The global rush to build artificial intelligence infrastructure is creating a wave of capital expenditure in India, with a group of domestic companies providing essential data center services emerging as the quiet winners. According to compiled data, an index tracking 28 such Indian firms has seen its collective market value swell by approximately $47 billion this year, representing a gain close to 50%.
Sterlite Technologies, a fiber optic manufacturer, stands as the most significant beneficiary of this surge. Its share price has rocketed more than 500% year-to-date, with a staggering 270% of that gain occurring in just the past 43 trading sessions. The immediate catalyst for this explosive move was a multi-year, $1.1 billion contract awarded last month from a major U.S. hyperscale data center client. Other companies in the ecosystem have also seen massive gains, with rival HFCL up 191% this year and precision cooling component maker MTAR Technologies rising over 200%.
Market Dynamics and the AI Capex Trade
This AI infrastructure investment frenzy is reshaping the landscape of the Indian stock market. The spectacular rallies in companies like Sterlite present a stark contrast to the broader market, where the benchmark NSE Nifty 500 index has shed over $300 billion in value during 2026. This divergence has led the market to label the trend the "AI capital expenditure trade." The logic is that because every AI query must be processed by power-hungry data centers, traditional industrial companies supplying the physical infrastructure have unexpectedly become some of the hottest investment targets.

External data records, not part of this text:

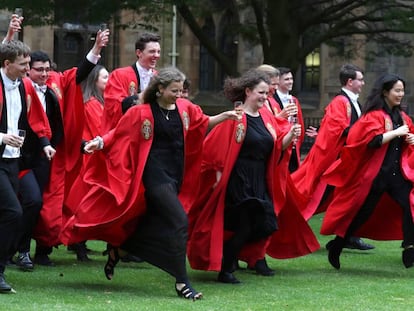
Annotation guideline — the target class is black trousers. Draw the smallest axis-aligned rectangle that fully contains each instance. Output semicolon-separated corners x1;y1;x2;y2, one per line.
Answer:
17;170;43;252
121;184;188;283
345;172;414;245
0;158;23;273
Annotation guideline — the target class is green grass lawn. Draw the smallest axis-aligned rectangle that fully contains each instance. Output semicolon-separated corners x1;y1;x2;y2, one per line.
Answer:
0;216;414;311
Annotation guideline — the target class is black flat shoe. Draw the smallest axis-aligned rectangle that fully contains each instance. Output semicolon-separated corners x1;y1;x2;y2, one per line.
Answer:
175;283;203;301
344;236;375;251
16;252;34;271
328;237;345;270
217;271;240;284
0;273;12;293
402;245;414;268
104;246;119;280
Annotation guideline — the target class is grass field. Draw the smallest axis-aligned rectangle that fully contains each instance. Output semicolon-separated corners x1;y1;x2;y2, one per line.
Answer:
0;216;414;311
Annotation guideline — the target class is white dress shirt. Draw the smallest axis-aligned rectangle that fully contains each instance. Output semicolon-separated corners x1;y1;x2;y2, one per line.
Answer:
136;61;154;92
0;68;22;158
342;88;361;118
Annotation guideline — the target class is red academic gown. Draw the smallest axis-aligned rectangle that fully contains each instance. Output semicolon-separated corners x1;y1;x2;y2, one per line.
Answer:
61;99;209;246
102;64;139;135
34;68;84;247
187;109;317;271
292;95;351;220
321;110;414;240
62;97;105;229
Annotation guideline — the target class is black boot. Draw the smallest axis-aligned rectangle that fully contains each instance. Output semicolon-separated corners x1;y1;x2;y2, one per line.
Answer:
402;245;414;268
328;236;345;270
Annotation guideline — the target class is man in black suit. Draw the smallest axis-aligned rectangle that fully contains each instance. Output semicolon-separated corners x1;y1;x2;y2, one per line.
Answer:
0;41;55;293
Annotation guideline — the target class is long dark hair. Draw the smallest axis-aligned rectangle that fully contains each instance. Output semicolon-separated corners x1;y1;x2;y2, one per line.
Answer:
143;67;185;104
223;69;270;102
363;73;405;113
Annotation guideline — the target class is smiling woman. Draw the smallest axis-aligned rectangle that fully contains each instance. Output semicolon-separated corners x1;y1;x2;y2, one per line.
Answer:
63;68;238;300
321;74;414;269
188;70;313;284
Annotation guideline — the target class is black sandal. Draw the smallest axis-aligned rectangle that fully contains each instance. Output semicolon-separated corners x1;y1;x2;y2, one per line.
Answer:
175;283;203;301
104;245;119;280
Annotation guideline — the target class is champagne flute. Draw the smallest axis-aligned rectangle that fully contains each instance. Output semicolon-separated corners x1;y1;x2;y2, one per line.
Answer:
17;129;26;144
288;95;298;149
14;8;23;17
233;100;243;110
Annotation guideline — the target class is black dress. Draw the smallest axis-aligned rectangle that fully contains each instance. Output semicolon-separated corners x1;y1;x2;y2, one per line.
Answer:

Government Policy and Major Investments
The development of AI infrastructure in India is receiving robust support at the policy level. In the initial budget for the 2026-27 fiscal year, the government proposed tax incentives lasting until 2047 for foreign companies that use Indian data centers to provide cloud services to global clients. In a significant recent development, Australian data center giant AirTrunk announced plans to invest 3 trillion rupees to develop 5 gigawatts of data center capacity in India, a move personally welcomed by Prime Minister Narendra Modi.

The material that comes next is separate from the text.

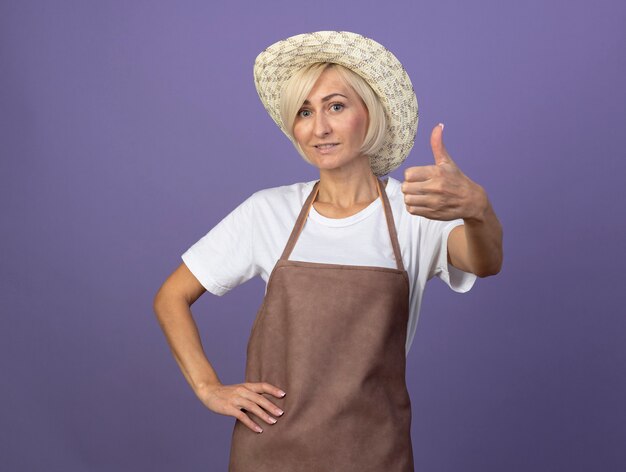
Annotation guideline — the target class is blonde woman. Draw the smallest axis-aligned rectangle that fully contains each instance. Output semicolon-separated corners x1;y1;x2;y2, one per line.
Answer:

Analyst Perspective and Valuation Concerns
A research analyst from Valentine Advisory noted that the stunning rallies in these previously overlooked beneficiary companies stem from a growing market conviction that AI is initiating a multi-year infrastructure capital expenditure cycle, rather than being merely a software opportunity. However, with Sterlite currently trading at a price-to-earnings ratio of around 70 times—significantly above the NSE 500 index average of 19 times—the risks associated with overheated valuations cannot be ignored.